CHICAGO, July 2 (Xinhua) -- A U.S. study has found that entangled, long-chain polymers in solutions relax at two different rates, or the polymers that make up synthetic materials need time to de-stress after processing.
Using a technique called single-molecule fluorescence microscopy, researchers the University of Illinois (UI) can watch in real time as individual polymer molecules relax after the stretching, pulling and squeezing of the manufacturing process.
"We found that the polymers exhibit one of two distinct relaxation modes," said co-author and UI graduate student Yuecheng Zhou.
"One group of polymers relaxed via a single decaying exponential rate and the other group showed a two-phase process. That second population undergoes a very quick initial retraction followed by a slow relaxation. The existence of two different molecular populations was unexpected and not predicted by classic theory."

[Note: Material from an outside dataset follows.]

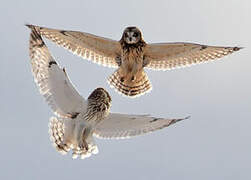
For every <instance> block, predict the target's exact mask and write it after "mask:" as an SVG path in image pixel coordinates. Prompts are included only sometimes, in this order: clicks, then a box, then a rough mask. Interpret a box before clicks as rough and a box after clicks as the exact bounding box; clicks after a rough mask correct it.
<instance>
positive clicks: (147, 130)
mask: <svg viewBox="0 0 251 180" xmlns="http://www.w3.org/2000/svg"><path fill="white" fill-rule="evenodd" d="M188 118H189V117H186V118H182V119H164V118H155V117H151V116H148V115H127V114H117V113H110V115H109V116H108V117H107V118H106V119H105V120H103V121H101V122H100V124H98V125H97V127H96V129H95V131H94V135H95V136H96V137H98V138H104V139H124V138H130V137H132V136H138V135H141V134H145V133H149V132H153V131H156V130H158V129H162V128H165V127H168V126H170V125H171V124H174V123H176V122H178V121H182V120H185V119H188Z"/></svg>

The researchers have used high molecular-weight DNA in the study, as it serves as an ideal model of other types of synthetic organic polymers.

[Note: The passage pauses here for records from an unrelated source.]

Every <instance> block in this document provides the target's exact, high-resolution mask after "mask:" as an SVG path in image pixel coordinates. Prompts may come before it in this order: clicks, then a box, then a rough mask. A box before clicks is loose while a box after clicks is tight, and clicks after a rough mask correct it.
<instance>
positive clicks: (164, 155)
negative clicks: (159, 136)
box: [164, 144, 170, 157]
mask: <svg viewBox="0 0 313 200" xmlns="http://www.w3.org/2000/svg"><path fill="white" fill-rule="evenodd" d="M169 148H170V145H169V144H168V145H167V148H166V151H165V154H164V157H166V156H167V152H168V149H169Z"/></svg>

The researchers found that the percentage of the molecular subpopulation that exhibits the two-phase relaxation behavior increases as the overall polymer concentration increases in the entangled solutions.

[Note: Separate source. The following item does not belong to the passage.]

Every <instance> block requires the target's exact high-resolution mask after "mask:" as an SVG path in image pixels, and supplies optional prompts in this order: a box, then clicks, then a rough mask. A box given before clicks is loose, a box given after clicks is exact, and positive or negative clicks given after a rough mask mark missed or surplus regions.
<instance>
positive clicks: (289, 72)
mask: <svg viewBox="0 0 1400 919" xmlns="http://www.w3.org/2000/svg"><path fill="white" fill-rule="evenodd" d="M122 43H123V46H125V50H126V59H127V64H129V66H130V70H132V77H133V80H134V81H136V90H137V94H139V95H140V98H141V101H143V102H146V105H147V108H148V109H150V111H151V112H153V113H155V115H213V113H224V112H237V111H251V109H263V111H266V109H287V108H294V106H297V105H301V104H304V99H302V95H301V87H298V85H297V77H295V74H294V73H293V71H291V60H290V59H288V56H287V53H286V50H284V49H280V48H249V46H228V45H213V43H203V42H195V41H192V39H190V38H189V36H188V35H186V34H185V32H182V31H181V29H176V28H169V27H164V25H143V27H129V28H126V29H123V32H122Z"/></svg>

"We are not certain why the single-mode relaxation or fast-retraction mode seems to be concentration-dependent, but it may have to do with enhanced interpolymer friction - the more polymers, the higher the chance they will interact, especially out of equilibrium," Zhou said.
The study could help improve synthetic materials manufacturing and has applications in biology, mechanical and materials sciences as well as condensed matter physics.
The study has been published in the journal Physical Review Letters.